The inventors surprisingly found that the replacement of nCas9 of the fusion protein in a single base editing system with wild-type Cas9 enables the fusion protein to regain the ability to break DNA double strands, at the same time, UGI is replaced with UDG to recognize U bases and cleave their glycosidic bonds to form AP sites, which are then recognized by AP lyase and cleave the glycosylated U bases, eventually leading to efficient, accurate and predictable short fragment deletion in cells. . The inventors have thus constructed a highly efficient, accurate and predictable short fragment Deletion system (ACD) consisting of Cas9, APOBEC3A, UDG and AP lyase, in which Cas9 mediates DSB production at the target site of DNA, and APOBEC3A, UDG and AP lyase mediate production of multiple gaps at the C base of the non-complementary strand upstream of DSB, resulting in Deletion of single-stranded DNA fragments on the non-complementary strand, and finally short fragment Deletion forming DNA double strand under the action of body DNA repair (fig. 1). Without wishing to be bound by any theory, APOBEC3A efficiently mediates the replacement of the non-targeted strand C-to-U upstream of DSB, while UDG and AP lyase mediate the formation of a gap at the U base, resulting in the deletion of a single-stranded DNA fragment on the non-targeted strand, when the targeted strand forms a 5' overhanging end that is first recognized and excised by the Artemis-DNA-PK complex during the repair of the non-homologous ends of the body, and then forms a short missing DNA duplex (Chang et al 2017) under the action of a ligation complex consisting of DNA ligase IV, XRCC4, XRCC 4-like factor (XLF) and their Paralogues (PAXX).

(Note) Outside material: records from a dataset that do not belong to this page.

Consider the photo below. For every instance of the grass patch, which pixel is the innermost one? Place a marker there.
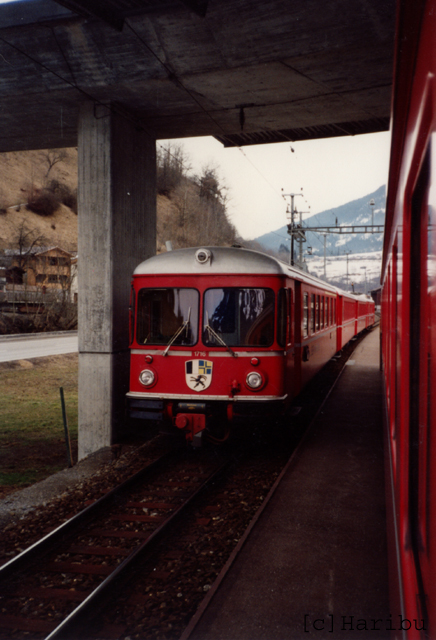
(32, 443)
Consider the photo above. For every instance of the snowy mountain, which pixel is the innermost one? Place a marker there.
(359, 255)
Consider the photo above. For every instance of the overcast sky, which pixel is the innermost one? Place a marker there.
(331, 172)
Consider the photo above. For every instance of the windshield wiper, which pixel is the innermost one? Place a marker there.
(217, 337)
(184, 325)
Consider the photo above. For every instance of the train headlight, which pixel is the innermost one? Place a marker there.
(254, 380)
(147, 377)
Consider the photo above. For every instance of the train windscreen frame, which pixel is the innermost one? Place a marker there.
(166, 311)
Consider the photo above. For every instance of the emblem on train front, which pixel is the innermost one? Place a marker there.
(198, 374)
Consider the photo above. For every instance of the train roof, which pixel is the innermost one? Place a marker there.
(223, 260)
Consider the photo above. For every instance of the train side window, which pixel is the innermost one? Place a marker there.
(306, 314)
(312, 312)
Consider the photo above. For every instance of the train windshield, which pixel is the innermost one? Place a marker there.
(163, 313)
(239, 317)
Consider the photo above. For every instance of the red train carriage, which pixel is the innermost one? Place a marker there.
(219, 334)
(409, 324)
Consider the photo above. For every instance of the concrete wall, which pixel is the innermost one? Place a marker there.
(117, 230)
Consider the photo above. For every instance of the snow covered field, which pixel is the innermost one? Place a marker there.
(361, 267)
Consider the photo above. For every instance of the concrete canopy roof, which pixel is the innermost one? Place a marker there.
(244, 71)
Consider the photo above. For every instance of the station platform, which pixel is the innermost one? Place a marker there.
(315, 564)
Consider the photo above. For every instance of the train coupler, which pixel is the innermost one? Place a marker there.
(193, 424)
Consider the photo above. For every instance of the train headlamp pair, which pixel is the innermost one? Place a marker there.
(254, 379)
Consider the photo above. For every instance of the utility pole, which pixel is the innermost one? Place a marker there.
(301, 237)
(372, 205)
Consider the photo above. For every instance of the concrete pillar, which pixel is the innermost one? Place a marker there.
(117, 230)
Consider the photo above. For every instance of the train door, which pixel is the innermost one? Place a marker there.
(301, 320)
(422, 372)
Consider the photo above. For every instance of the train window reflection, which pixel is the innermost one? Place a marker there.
(162, 312)
(239, 317)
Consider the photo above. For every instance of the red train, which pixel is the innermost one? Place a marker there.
(221, 334)
(409, 323)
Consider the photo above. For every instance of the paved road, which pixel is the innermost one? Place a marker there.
(37, 346)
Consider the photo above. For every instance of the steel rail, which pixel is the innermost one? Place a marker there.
(68, 529)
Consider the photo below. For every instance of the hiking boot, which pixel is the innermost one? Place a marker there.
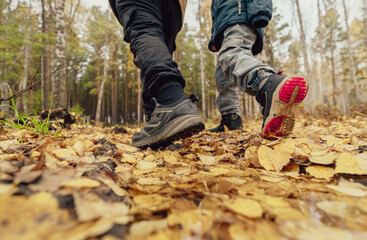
(232, 121)
(279, 98)
(169, 123)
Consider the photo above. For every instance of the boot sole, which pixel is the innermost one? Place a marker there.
(287, 96)
(180, 128)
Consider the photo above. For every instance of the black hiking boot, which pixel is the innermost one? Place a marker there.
(232, 121)
(279, 98)
(170, 123)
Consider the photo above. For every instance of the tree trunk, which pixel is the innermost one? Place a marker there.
(138, 82)
(114, 94)
(22, 102)
(323, 83)
(125, 106)
(58, 81)
(304, 50)
(45, 82)
(352, 69)
(305, 54)
(202, 76)
(101, 88)
(365, 21)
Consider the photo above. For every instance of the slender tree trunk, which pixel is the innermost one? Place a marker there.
(138, 82)
(202, 76)
(323, 82)
(126, 97)
(333, 77)
(114, 94)
(58, 81)
(22, 102)
(304, 50)
(45, 82)
(352, 69)
(365, 21)
(100, 91)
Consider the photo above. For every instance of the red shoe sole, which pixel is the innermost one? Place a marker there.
(293, 91)
(288, 87)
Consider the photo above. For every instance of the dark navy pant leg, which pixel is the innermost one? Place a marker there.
(151, 26)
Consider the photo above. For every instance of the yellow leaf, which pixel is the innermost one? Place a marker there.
(171, 157)
(82, 182)
(331, 140)
(151, 181)
(320, 172)
(327, 159)
(276, 202)
(279, 159)
(144, 165)
(150, 158)
(208, 160)
(143, 228)
(362, 161)
(114, 187)
(234, 180)
(219, 171)
(129, 160)
(88, 210)
(347, 163)
(354, 192)
(271, 179)
(246, 207)
(263, 158)
(251, 154)
(339, 209)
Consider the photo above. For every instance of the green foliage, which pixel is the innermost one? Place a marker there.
(77, 109)
(32, 123)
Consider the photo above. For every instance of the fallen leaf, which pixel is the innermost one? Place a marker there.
(246, 207)
(279, 159)
(88, 210)
(320, 172)
(150, 181)
(114, 187)
(144, 165)
(67, 154)
(79, 148)
(208, 160)
(263, 158)
(82, 182)
(26, 175)
(339, 209)
(347, 163)
(220, 171)
(5, 145)
(251, 154)
(354, 192)
(327, 159)
(362, 161)
(144, 228)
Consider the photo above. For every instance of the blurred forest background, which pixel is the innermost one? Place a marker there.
(99, 80)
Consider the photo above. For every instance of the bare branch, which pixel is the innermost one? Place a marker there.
(30, 87)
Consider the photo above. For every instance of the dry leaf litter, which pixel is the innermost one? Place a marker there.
(91, 183)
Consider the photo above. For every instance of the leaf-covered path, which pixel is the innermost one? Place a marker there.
(90, 183)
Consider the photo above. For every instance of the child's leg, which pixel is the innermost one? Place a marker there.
(227, 99)
(228, 102)
(151, 28)
(237, 60)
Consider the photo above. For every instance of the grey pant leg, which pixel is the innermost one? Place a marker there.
(237, 60)
(227, 99)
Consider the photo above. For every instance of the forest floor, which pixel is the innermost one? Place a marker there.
(91, 183)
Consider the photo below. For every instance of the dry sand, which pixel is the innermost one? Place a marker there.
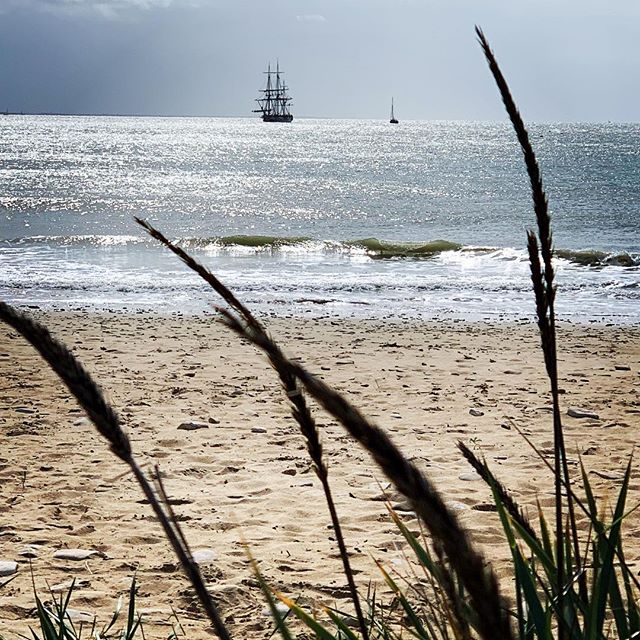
(247, 476)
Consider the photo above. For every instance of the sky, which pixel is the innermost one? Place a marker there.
(566, 60)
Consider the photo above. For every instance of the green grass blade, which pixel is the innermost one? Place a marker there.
(131, 613)
(281, 624)
(605, 554)
(310, 621)
(46, 624)
(406, 605)
(342, 625)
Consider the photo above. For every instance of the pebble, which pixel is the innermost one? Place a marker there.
(192, 425)
(576, 412)
(469, 476)
(65, 586)
(75, 554)
(403, 505)
(75, 615)
(280, 606)
(8, 567)
(203, 556)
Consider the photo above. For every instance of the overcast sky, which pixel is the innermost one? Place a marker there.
(566, 60)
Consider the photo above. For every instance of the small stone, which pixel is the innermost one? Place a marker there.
(65, 586)
(75, 554)
(403, 505)
(24, 410)
(484, 506)
(281, 608)
(192, 425)
(203, 556)
(8, 567)
(576, 412)
(75, 615)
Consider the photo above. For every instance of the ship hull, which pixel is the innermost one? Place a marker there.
(277, 118)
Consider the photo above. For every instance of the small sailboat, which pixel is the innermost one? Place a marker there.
(274, 105)
(393, 119)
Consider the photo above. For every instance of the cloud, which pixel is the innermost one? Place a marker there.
(104, 8)
(311, 17)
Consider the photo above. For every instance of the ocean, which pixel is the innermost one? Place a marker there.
(421, 220)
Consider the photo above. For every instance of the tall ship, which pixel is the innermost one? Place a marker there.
(393, 119)
(274, 103)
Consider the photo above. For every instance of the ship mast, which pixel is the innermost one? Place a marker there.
(274, 103)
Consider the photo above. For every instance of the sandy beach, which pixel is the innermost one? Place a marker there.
(246, 476)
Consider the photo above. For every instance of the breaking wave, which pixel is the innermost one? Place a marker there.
(371, 247)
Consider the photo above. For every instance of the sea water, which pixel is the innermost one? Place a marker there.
(319, 217)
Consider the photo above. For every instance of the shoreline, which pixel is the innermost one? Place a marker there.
(247, 476)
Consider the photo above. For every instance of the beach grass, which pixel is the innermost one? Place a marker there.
(569, 582)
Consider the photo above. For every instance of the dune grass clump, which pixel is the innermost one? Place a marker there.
(569, 583)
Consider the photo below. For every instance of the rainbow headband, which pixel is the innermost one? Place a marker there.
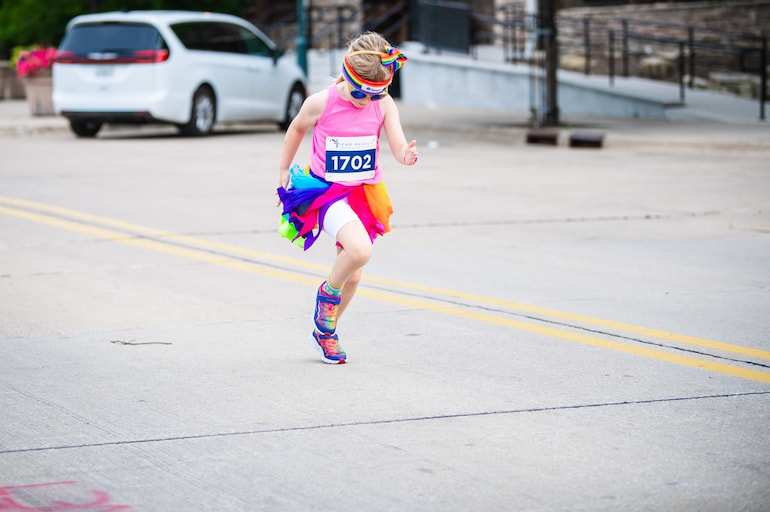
(392, 57)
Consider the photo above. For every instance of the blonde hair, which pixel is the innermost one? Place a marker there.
(368, 66)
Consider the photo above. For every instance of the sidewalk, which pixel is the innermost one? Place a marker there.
(707, 119)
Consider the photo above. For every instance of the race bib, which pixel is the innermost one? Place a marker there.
(350, 158)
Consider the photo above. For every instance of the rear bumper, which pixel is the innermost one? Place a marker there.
(138, 117)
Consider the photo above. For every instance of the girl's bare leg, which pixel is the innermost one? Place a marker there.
(351, 257)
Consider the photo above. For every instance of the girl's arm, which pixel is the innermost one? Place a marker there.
(311, 110)
(403, 152)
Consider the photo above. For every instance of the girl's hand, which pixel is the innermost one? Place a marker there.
(410, 153)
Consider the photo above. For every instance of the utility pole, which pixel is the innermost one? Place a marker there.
(301, 39)
(547, 27)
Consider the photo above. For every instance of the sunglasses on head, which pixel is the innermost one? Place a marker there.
(356, 94)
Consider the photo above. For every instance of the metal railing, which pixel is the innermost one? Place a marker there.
(605, 46)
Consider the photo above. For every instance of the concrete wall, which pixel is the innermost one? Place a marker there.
(458, 81)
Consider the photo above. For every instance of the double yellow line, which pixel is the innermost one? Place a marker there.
(225, 255)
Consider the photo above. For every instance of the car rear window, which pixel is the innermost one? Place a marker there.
(220, 37)
(112, 40)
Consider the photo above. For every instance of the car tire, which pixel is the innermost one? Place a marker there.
(293, 104)
(85, 127)
(202, 114)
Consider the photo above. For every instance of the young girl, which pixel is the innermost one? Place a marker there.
(342, 192)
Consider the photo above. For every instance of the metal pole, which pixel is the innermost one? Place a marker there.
(624, 60)
(691, 45)
(681, 71)
(612, 57)
(763, 79)
(301, 39)
(547, 11)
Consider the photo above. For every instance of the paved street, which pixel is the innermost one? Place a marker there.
(545, 328)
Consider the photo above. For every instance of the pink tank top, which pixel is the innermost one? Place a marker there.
(346, 142)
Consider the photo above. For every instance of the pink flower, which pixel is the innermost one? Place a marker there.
(31, 61)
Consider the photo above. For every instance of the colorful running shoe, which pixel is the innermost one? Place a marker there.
(329, 347)
(326, 306)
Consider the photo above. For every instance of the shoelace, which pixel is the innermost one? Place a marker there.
(330, 344)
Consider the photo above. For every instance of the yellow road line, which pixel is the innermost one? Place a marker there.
(226, 262)
(298, 263)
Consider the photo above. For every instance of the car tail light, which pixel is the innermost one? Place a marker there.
(64, 57)
(150, 56)
(139, 57)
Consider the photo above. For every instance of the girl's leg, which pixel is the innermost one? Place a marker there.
(336, 293)
(349, 291)
(351, 257)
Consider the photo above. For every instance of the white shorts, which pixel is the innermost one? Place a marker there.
(338, 214)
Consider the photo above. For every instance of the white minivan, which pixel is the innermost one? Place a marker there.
(192, 69)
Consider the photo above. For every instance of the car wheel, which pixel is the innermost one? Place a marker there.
(85, 128)
(203, 113)
(293, 104)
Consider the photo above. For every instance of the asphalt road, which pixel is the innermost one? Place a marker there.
(545, 328)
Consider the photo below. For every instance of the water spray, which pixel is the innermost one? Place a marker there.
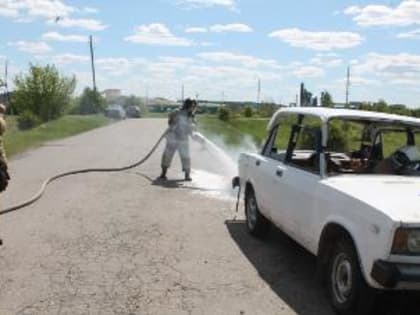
(48, 181)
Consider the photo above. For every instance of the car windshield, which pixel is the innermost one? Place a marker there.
(373, 147)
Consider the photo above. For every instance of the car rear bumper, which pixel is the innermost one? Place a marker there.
(391, 275)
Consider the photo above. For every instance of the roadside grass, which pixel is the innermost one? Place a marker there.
(233, 132)
(17, 141)
(156, 115)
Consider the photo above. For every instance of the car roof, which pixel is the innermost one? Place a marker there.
(326, 114)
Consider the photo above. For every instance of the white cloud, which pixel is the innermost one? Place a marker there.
(309, 72)
(54, 36)
(35, 8)
(8, 12)
(157, 34)
(88, 24)
(406, 13)
(326, 60)
(234, 27)
(415, 34)
(246, 60)
(65, 59)
(196, 30)
(208, 3)
(32, 47)
(29, 10)
(90, 10)
(322, 41)
(400, 68)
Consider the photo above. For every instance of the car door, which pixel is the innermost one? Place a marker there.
(295, 184)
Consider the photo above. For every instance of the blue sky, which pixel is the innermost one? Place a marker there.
(217, 47)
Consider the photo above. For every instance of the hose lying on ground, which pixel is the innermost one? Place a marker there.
(87, 170)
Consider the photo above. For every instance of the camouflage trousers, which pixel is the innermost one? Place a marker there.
(182, 146)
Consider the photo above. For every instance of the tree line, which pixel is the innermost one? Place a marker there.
(44, 94)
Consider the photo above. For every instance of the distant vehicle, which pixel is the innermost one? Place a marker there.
(133, 112)
(345, 185)
(115, 111)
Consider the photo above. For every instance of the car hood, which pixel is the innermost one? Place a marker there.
(396, 196)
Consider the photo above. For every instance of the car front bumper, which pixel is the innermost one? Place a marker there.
(390, 275)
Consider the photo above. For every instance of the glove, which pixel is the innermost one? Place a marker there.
(4, 175)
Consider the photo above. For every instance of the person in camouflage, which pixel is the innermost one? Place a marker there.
(181, 126)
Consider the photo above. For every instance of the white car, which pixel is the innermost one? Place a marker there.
(345, 184)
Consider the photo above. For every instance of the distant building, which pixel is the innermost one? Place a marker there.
(112, 94)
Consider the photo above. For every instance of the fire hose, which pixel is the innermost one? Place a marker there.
(48, 181)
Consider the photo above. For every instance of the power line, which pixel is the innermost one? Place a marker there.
(348, 86)
(92, 60)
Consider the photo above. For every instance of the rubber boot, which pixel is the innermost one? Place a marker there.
(163, 174)
(188, 177)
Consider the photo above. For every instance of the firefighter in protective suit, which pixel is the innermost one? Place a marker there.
(181, 127)
(4, 175)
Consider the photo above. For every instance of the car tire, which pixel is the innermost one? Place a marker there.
(256, 223)
(347, 289)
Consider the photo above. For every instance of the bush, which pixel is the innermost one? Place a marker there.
(90, 102)
(43, 91)
(248, 112)
(27, 120)
(224, 114)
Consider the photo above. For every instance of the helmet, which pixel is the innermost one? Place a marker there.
(188, 104)
(405, 158)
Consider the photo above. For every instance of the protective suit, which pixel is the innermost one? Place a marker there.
(181, 126)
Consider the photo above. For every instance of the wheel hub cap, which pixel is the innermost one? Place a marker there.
(342, 278)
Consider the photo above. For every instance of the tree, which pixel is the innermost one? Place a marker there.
(224, 114)
(43, 92)
(133, 100)
(91, 102)
(381, 106)
(248, 112)
(326, 99)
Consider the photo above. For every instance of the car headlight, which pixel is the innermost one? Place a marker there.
(406, 242)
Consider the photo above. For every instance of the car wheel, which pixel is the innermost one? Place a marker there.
(348, 291)
(256, 223)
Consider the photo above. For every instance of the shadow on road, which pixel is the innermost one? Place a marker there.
(290, 272)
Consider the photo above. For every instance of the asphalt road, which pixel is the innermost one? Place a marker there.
(122, 243)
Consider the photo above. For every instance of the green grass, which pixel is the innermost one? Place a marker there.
(156, 115)
(17, 141)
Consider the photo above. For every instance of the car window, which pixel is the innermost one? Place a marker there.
(277, 144)
(303, 151)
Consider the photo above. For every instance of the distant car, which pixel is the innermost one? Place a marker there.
(133, 112)
(345, 184)
(116, 112)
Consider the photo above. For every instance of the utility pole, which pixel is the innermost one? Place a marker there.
(147, 95)
(259, 91)
(347, 86)
(182, 93)
(92, 60)
(4, 84)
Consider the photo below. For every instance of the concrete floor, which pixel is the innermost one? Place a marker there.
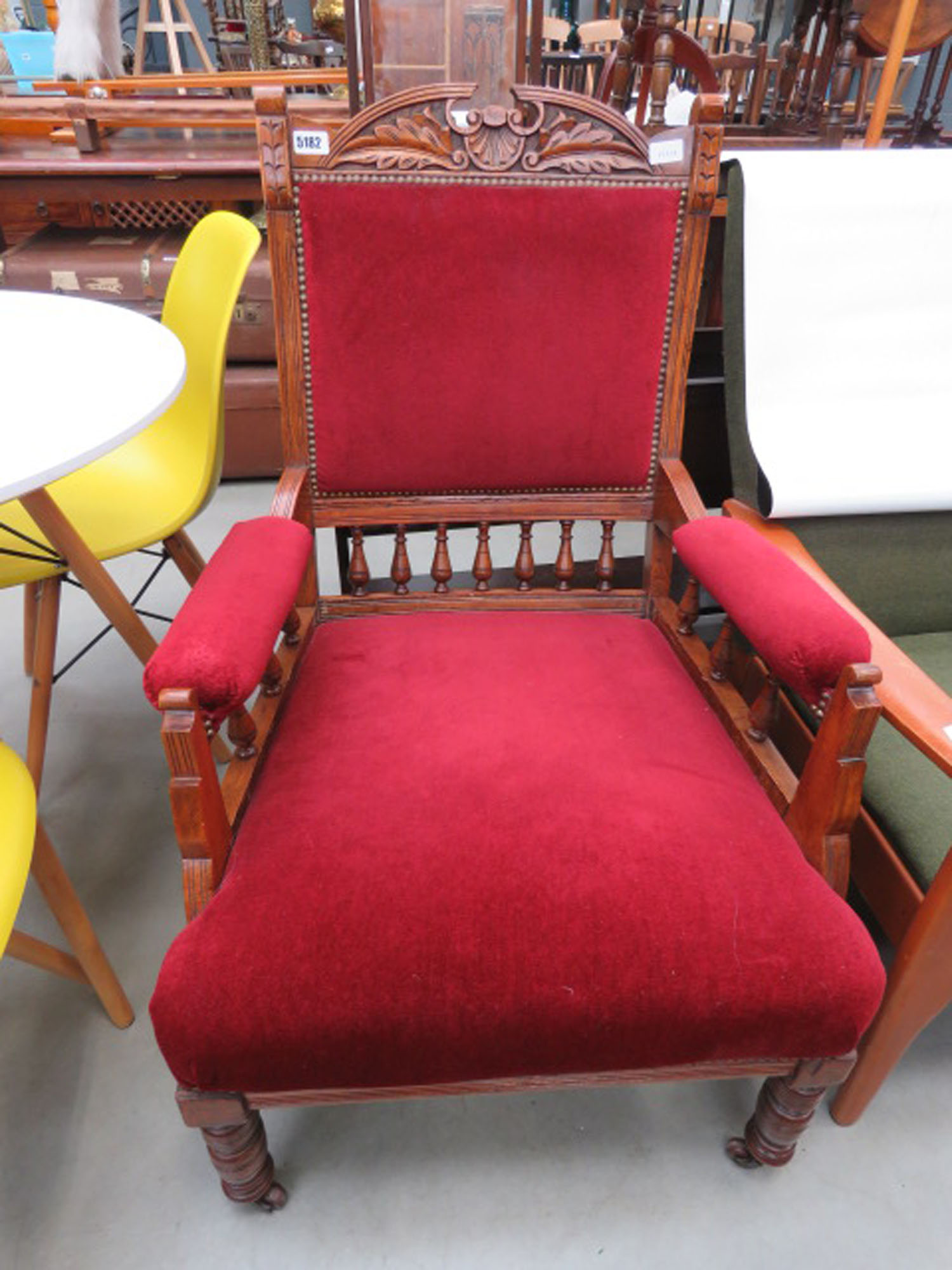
(98, 1172)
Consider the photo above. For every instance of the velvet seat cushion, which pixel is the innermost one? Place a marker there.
(493, 845)
(909, 797)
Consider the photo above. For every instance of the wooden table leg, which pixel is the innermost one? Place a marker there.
(67, 909)
(91, 572)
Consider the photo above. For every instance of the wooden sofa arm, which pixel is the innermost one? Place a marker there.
(912, 702)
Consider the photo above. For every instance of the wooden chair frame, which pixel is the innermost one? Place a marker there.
(917, 923)
(567, 138)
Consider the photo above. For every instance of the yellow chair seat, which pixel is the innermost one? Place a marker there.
(155, 483)
(18, 816)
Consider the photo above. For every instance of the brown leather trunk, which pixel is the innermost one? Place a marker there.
(133, 267)
(252, 422)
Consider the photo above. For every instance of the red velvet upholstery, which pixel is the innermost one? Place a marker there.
(798, 628)
(491, 845)
(225, 632)
(420, 352)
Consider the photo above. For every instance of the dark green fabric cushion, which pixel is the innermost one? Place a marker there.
(908, 796)
(898, 567)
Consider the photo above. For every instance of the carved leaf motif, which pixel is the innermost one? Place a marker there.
(275, 158)
(583, 148)
(408, 143)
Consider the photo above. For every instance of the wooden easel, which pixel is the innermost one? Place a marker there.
(167, 26)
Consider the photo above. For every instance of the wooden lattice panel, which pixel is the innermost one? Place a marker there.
(166, 214)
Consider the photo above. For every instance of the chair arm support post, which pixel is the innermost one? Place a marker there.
(828, 796)
(199, 813)
(294, 504)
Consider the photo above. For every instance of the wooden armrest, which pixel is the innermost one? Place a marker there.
(290, 496)
(678, 500)
(913, 703)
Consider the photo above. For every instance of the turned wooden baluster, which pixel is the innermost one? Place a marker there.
(935, 124)
(293, 629)
(690, 608)
(359, 573)
(805, 82)
(565, 565)
(793, 53)
(663, 63)
(823, 77)
(242, 733)
(400, 570)
(483, 565)
(723, 652)
(624, 70)
(765, 711)
(605, 566)
(442, 568)
(272, 678)
(525, 561)
(843, 73)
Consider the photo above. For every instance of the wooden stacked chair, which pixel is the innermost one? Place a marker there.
(480, 838)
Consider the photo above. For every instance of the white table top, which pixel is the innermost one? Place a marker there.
(78, 378)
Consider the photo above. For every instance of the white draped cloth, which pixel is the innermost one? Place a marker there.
(849, 328)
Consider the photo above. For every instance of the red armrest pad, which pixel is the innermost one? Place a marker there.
(224, 634)
(804, 636)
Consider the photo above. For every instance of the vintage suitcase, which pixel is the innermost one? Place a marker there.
(133, 267)
(252, 422)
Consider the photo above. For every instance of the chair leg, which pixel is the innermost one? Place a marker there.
(785, 1108)
(69, 912)
(920, 986)
(238, 1146)
(48, 624)
(31, 599)
(186, 556)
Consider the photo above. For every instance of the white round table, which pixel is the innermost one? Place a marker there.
(81, 377)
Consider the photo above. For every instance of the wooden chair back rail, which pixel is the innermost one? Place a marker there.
(524, 568)
(223, 82)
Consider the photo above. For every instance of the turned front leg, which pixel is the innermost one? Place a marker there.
(785, 1108)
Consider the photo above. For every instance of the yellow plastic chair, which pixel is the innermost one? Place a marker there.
(18, 819)
(148, 490)
(26, 848)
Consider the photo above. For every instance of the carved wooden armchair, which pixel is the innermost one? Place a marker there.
(484, 839)
(870, 514)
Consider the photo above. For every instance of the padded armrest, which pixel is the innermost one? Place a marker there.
(805, 637)
(224, 636)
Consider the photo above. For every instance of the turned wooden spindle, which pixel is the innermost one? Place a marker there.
(400, 570)
(565, 565)
(624, 70)
(483, 565)
(843, 72)
(242, 733)
(605, 566)
(359, 573)
(723, 652)
(690, 608)
(663, 65)
(765, 711)
(272, 678)
(293, 629)
(525, 561)
(442, 568)
(805, 82)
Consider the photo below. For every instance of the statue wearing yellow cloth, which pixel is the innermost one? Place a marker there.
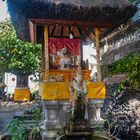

Comparing the efficiencies of Insertion (Insertion) and Deletion (Deletion) by SpCas9 and ACD at sgF3HT4, sgLART4, sgMYBT2, sgPMKT1, sgVRN1T1 and sgGS6T2 targeted editing sites, it was found that compared with SpCas9, the ACD system has a significantly reduced mutation rate for Insertion and a significantly increased mutation rate for Deletion, and the mutation rate for Deletion is 1.5-23.6 times that of SpCas9, which fully demonstrates the high efficiency of the ACD system (fig. 2).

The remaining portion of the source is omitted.